Cuba accused of jamming US television programs to Iran
Well, now this is a suprise.
Cuba is deliberately jamming satellite television news programs beamed from the United States to Iran, according to the US government-affiliated Broadcasting Board of Governors (BBG).
The jamming, the source of which has been located near Havana, prevents Iranians with satellite TV from receiving US broadcasts about their country at a time of growing anti-regime protests, said the BBG. "Cubaâs jamming of satellite transmissions is illegal and ... represents a major threat to satellite communication and must be stopped," BBG chairman Kenneth Tomlinson said.
This is illegal under international law, for you international law junkies out there.
Calling the jamming "deliberate and malicious," the BBG urged the US Government to "lodge an appropriate formal protest" against Cuba.
Write it on the side of a JDAM.
The BBG has also asked the international community to "censure states that have caused the interference." The nine-member board, which oversees all US-funded non-military international broadcasting, also urged providers such as Intelsat and Eutelsat to stop giving service to countries that jam satellite transmissions to Iran.

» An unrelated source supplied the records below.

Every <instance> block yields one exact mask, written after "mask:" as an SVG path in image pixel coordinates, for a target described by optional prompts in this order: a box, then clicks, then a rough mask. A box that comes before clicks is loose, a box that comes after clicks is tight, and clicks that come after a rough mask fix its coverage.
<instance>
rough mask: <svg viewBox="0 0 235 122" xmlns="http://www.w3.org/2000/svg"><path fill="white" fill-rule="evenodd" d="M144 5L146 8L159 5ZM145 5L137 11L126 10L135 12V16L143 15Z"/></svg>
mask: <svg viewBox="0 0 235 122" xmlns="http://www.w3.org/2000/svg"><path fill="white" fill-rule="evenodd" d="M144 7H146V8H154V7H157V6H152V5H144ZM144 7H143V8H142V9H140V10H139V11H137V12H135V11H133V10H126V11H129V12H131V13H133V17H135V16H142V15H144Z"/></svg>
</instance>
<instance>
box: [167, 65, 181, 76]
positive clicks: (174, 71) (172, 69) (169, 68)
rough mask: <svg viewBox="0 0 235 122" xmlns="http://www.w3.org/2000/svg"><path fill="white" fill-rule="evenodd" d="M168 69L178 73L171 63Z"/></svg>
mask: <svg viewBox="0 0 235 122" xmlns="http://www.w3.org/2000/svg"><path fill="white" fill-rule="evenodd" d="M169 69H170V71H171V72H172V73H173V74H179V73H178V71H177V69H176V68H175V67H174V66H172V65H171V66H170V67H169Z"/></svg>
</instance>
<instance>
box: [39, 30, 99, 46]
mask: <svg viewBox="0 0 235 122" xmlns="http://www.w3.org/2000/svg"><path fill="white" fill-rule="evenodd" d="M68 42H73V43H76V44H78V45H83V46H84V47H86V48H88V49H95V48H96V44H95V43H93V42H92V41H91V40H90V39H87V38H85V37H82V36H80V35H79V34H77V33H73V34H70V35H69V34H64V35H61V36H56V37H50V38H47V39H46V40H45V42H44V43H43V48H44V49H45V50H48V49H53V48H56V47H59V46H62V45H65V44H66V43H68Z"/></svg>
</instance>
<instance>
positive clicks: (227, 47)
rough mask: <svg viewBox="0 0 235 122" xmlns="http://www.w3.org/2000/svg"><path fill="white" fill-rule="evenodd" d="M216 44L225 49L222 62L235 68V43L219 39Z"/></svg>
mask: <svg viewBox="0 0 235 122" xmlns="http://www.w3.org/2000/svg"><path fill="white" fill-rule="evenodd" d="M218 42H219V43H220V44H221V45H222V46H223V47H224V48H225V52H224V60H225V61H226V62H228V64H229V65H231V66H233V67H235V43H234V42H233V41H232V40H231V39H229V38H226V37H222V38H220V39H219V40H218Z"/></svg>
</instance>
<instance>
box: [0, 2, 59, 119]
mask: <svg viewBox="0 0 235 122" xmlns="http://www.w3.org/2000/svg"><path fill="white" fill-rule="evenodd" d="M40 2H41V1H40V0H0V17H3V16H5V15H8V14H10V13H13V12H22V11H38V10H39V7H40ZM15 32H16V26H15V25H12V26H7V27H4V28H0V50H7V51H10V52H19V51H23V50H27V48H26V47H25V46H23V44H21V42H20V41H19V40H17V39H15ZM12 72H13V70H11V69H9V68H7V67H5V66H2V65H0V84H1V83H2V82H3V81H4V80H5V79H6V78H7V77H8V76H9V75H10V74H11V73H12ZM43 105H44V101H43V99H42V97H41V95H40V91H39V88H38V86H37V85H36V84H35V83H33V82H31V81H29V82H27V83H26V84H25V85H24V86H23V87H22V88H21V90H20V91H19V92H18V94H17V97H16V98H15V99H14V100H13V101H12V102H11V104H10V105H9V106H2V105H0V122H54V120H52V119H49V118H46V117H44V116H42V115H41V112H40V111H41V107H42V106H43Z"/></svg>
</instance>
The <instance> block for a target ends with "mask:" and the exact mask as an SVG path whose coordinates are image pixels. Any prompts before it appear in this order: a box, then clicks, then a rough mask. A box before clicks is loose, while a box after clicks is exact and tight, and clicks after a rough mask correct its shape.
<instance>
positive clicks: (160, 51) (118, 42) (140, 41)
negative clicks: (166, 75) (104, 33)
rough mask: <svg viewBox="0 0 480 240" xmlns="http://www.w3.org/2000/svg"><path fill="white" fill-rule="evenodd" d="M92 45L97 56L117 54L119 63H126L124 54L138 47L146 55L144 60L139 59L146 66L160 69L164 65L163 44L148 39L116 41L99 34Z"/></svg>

The jamming was first detected on July 6, three days after the Voice of America (VOA) began broadcasting a daily 30-minute program called News and Views to Iran, it said. The BBG has allocated $US500,000 to the program which airs nightly between 9:30 and 10:00 pm Iran time. It is scheduled to run to at least September 30. Two other Persian-language VOA television programs, Next Chapter and Roundtable with You, are also being jammed, the BBG said. Television broadcasts to Iran from US-based Iranian dissidents have also been jammed by Cuba, according to Loral Skynet, the company that owns the Telstar 12 satellite beaming the broadcasts.
Note that this is not a broadcast being sent into Cuba, but being transmitted into Iran from the US.
"It just shows you how the Cuban government is working with the Islamic regime," said Kourosh Abbassi, spokesman for Azadi Television, one of several California-based stations broadcasting to Iran.
Very interesting, I wonder how much money and/or oil is being sent to Fidel for this service.